In July, Kennedy addressed the issue at his nominating convention, saying that the party "had placed its confidence in the American people and in their ability to render a free, fair judgment — and in my ability to render a free, fair judgment."

In September, the Southern Baptist Convention unanimously passed a resolution voicing doubts that any Catholic should be president.

And even more notoriously, a group calling itself the National Conference of Citizens for Religious Freedom in September 1960 — led by high-profile Protestant ministers such as Norman Vincent Peale — wrote an open letter that received a great deal of attention asserting that a Catholic president would be under "extreme pressure from the hierarchy of his church" to comport U.S. policy with the views of the Vatican.
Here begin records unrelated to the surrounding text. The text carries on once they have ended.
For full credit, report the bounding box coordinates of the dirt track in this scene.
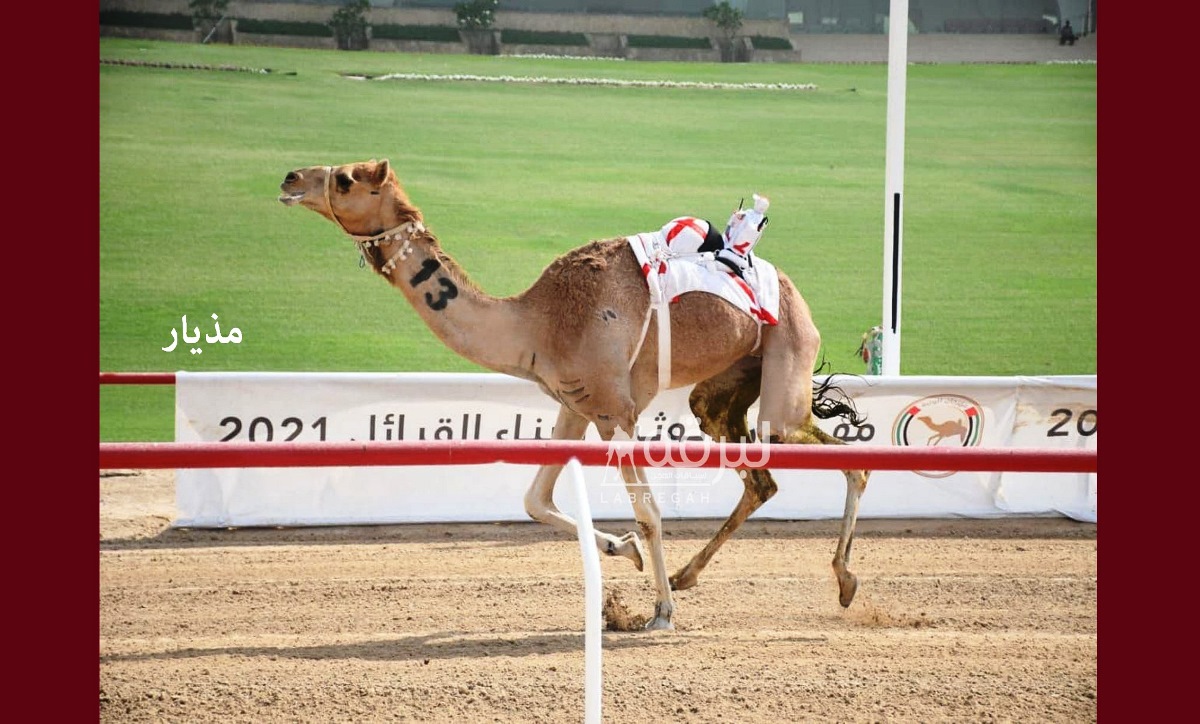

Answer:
[100,469,1096,723]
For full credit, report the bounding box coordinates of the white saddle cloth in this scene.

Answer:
[626,230,780,326]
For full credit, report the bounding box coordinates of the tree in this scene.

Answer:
[454,0,499,31]
[329,0,370,51]
[454,0,500,55]
[188,0,228,23]
[703,1,746,62]
[703,1,744,43]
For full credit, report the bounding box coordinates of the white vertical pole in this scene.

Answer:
[566,459,602,724]
[881,0,909,376]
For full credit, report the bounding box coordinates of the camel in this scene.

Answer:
[917,415,968,445]
[278,158,872,630]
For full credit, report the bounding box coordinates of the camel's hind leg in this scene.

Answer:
[794,423,871,607]
[669,357,778,592]
[523,403,645,571]
[756,276,872,608]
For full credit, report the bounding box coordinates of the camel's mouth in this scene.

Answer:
[278,192,305,206]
It was only then that Kennedy decided — with great reluctance — to address the Greater Houston Ministerial Association at the Rice Hotel. His annoyance at having to continue to address the issue of his faith was evident.
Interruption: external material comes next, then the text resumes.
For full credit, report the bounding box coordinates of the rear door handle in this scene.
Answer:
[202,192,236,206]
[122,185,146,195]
"We have far more critical issues to face in the 1960 election," Kennedy told the crowd. "The spread of Communist influence … the hungry children I saw in West Virginia, the old people who cannot pay their doctor bills, the families forced to give up their farms, an America with too many slums, with too few schools, and too late to the moon and outer space — these are the real issues which should decide this campaign."

"But," he told the roughly 300 ministers and 300 other observers, "because I am a Catholic, and no Catholic has ever been elected president, the real issues in this campaign have been obscured — perhaps deliberately — in some quarters less responsible than this. So it is apparently necessary for me to state once again not what kind of church I believe in — for that should be important only to me — but what kind of America I believe in."
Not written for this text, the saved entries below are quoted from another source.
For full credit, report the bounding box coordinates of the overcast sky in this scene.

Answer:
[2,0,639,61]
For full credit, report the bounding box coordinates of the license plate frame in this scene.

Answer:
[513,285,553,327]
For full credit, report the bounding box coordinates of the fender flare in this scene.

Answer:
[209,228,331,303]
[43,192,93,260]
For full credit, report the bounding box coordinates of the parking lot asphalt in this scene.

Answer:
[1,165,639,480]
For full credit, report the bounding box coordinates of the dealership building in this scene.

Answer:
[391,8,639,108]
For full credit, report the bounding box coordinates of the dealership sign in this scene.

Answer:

You can watch the speech HERE and you can read the text of the speech HERE.

After the speech, the Houston ministers asked probing questions, many of which dealt with Kennedy's refusal in 1948 to attend the consecration of an interfaith chapel in Philadelphia, an invitation extended by the Rev. Daniel Poling, a losing GOP candidate for mayor. Kennedy explained that he didn't attend because he realized he'd been invited as a spokesman for the Roman Catholic faith, a role he wasn't comfortable serving in.

"Is this the best that … can be charged after 14 years?" Kennedy asked.

He was asked about the persecution of Protestant ministers in Catholic nations in South America. He was asked whether he would urge Boston Cardinal Cushing to urge the Vatican to endorse the separation of church and state. He was asked what he would do if the Catholic Church tried to tell him what to do.

Kennedy attempted to allay the ministers' fears, to insist the Vatican would play no role.

"Whatever issue may come before me as president — on birth control, divorce, censorship, gambling or any other subject — I will make my decision in accordance with these views, in accordance with what my conscience tells me to be the national interest, and without regard to outside religious pressures or dictates," he said. "And no power or threat of punishment could cause me to decide otherwise."